Poi sei entrato in finale. Per la cronaca, la tua prima nella Coppa del Mondo…
Appena sono caduto in semifinale ho capito dallo speaker che ero in testa alla classifica provvisoria, ero già contento perché significava che alla peggio sarei finito 15° ed era già un buon risultato per me in Coppa del Mondo. Allo stesso tempo sapevo però di essere andato molto bene e quindi speravo di guadagnare altre posizioni. Poi i concorrenti che uscivano dopo di me continuavano a cadere più bassi e ho iniziato a fare il conto alla rovescia e sperare di entrare nei primi 8. Alla fine sono caduti tutti sotto o come me, tranne Stefano Ghisolfi, e mi sono qualificato per la mia prima finale di Coppa del Mondo… È stata una grande emozione sapere che avrei scalato di nuovo il giorno seguente nella piazza principale di Chamonix con ancora più pubblico e show.

Come ti sei sentito in isolamento di uscire? E quando hai finalmente iniziato a salire?
Ero semplicemente entusiasta e gasato per l’atmosfera della situazione. C’era un solo passaggio all’inizio della via che mi preoccupava, non centrare bene la presa a forma di vulcano del lancio iniziale, cosa che poi non si è rivelata così difficile. Per il resto sapevo di stare bene ed essere in forma, non ero agitato o teso, ero concentrato a scalare bene come in semifinale e volevo andare forte! Una volta che ho iniziato a salire sono riuscito a staccare la testa da ogni pensiero e pensare solo alla scalata che per me è la cosa migliore per dare il massimo.

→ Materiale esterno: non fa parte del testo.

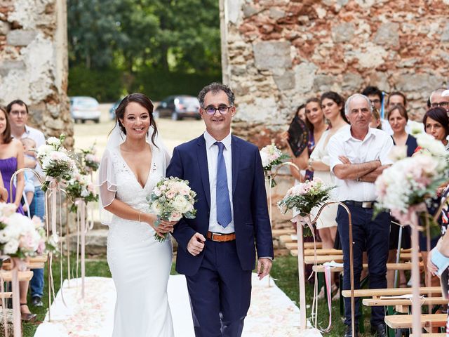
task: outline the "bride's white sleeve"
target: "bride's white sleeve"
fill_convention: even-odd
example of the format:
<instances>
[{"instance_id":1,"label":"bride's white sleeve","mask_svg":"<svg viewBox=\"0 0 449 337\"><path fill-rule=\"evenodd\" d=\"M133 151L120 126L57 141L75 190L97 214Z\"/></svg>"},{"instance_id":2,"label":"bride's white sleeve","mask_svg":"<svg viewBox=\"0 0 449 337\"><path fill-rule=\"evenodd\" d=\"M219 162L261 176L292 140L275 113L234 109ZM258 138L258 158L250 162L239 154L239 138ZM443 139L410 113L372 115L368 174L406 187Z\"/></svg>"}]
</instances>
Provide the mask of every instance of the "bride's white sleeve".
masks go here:
<instances>
[{"instance_id":1,"label":"bride's white sleeve","mask_svg":"<svg viewBox=\"0 0 449 337\"><path fill-rule=\"evenodd\" d=\"M112 154L106 149L98 168L97 185L100 187L100 215L101 223L109 225L112 220L112 213L105 209L115 199L117 190L117 177L114 169Z\"/></svg>"}]
</instances>

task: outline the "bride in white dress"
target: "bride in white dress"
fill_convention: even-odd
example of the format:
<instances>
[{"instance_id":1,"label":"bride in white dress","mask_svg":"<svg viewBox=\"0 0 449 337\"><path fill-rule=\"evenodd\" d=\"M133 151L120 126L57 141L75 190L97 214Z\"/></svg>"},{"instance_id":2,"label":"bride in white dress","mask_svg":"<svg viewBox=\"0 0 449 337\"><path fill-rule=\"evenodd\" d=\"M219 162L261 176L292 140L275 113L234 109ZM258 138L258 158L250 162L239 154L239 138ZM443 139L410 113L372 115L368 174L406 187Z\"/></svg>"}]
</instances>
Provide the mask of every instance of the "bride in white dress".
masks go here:
<instances>
[{"instance_id":1,"label":"bride in white dress","mask_svg":"<svg viewBox=\"0 0 449 337\"><path fill-rule=\"evenodd\" d=\"M147 201L170 160L152 114L145 95L123 98L99 169L102 222L109 226L107 262L117 293L113 337L174 336L167 298L171 242L154 235L171 231L175 223L155 227Z\"/></svg>"}]
</instances>

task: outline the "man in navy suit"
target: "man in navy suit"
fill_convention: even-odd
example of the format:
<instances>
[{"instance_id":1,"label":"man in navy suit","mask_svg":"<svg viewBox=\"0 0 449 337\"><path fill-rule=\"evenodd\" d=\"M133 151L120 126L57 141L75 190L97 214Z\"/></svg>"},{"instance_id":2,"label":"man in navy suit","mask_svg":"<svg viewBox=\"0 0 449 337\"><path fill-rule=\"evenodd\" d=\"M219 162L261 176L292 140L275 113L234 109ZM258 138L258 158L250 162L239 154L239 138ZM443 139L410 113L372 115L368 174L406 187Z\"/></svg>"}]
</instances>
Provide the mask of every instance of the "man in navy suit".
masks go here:
<instances>
[{"instance_id":1,"label":"man in navy suit","mask_svg":"<svg viewBox=\"0 0 449 337\"><path fill-rule=\"evenodd\" d=\"M197 193L194 219L175 225L176 270L186 275L196 337L241 336L251 271L269 274L273 242L256 146L231 135L234 95L220 83L199 95L206 132L173 150L167 176Z\"/></svg>"}]
</instances>

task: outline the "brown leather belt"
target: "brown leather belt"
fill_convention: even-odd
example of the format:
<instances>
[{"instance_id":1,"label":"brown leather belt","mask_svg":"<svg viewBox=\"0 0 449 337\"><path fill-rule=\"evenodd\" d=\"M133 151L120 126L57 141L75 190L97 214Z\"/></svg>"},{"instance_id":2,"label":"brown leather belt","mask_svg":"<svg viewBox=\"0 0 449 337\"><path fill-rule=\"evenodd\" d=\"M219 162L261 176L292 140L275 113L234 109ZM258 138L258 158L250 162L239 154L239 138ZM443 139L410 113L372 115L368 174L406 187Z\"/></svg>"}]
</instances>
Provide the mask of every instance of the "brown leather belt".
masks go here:
<instances>
[{"instance_id":1,"label":"brown leather belt","mask_svg":"<svg viewBox=\"0 0 449 337\"><path fill-rule=\"evenodd\" d=\"M226 242L227 241L233 241L236 239L236 233L222 234L208 232L206 237L212 241L217 242Z\"/></svg>"}]
</instances>

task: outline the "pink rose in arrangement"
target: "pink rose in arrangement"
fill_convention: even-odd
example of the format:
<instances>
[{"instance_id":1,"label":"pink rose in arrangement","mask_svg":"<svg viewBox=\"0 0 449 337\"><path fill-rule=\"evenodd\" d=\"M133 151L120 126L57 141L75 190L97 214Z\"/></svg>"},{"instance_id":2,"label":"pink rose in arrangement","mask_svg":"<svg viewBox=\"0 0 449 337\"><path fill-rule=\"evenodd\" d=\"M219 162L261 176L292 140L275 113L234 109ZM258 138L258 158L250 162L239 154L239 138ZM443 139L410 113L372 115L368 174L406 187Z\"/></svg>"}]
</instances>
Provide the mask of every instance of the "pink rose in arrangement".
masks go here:
<instances>
[{"instance_id":1,"label":"pink rose in arrangement","mask_svg":"<svg viewBox=\"0 0 449 337\"><path fill-rule=\"evenodd\" d=\"M157 216L156 226L161 220L178 221L182 217L193 219L196 210L194 208L196 193L189 187L189 181L176 177L160 180L147 197L149 209ZM154 239L163 242L166 238L154 234Z\"/></svg>"}]
</instances>

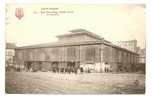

Sotto il top, per prendere la penultima presa, hai fatto un piccolo miracolo…
Per andare alla penultima presa bisognava fare un piccolo dinamico alla tacca montata sopra il volume, non si vedeva bene e quindi non sapevo quanto fosse buona. Una volta in posizione non ho avuto tempo di pensare molto, ero semplicemente esaltato perché ero quasi al top ed ero carico per arrivare in catena. Ho lanciato sperando di avere ancora abbastanza stimolo per riuscire a fermare la tacca e così è stato. Mi è arrivata subito una scarica di adrenalina ed eccitazione che poi ci ha messo un bel po’ a passarmi.

Allora quando hai capito di aver vinto?
Non credevo di vincere fino all’ultimo momento, ero ancora su di giri dalla salita che avevo fatto e già solo sapere che potevo arrivare sul podio mi mandava fuori di testa. L’ultimo concorrente a salire era Stefano Ghisolfi, è veramente in forma quest’anno e sapevo che se non avesse fatto errori avrebbe fatto top anche lui e mi sarebbe stato davanti per il punteggio della semifinale.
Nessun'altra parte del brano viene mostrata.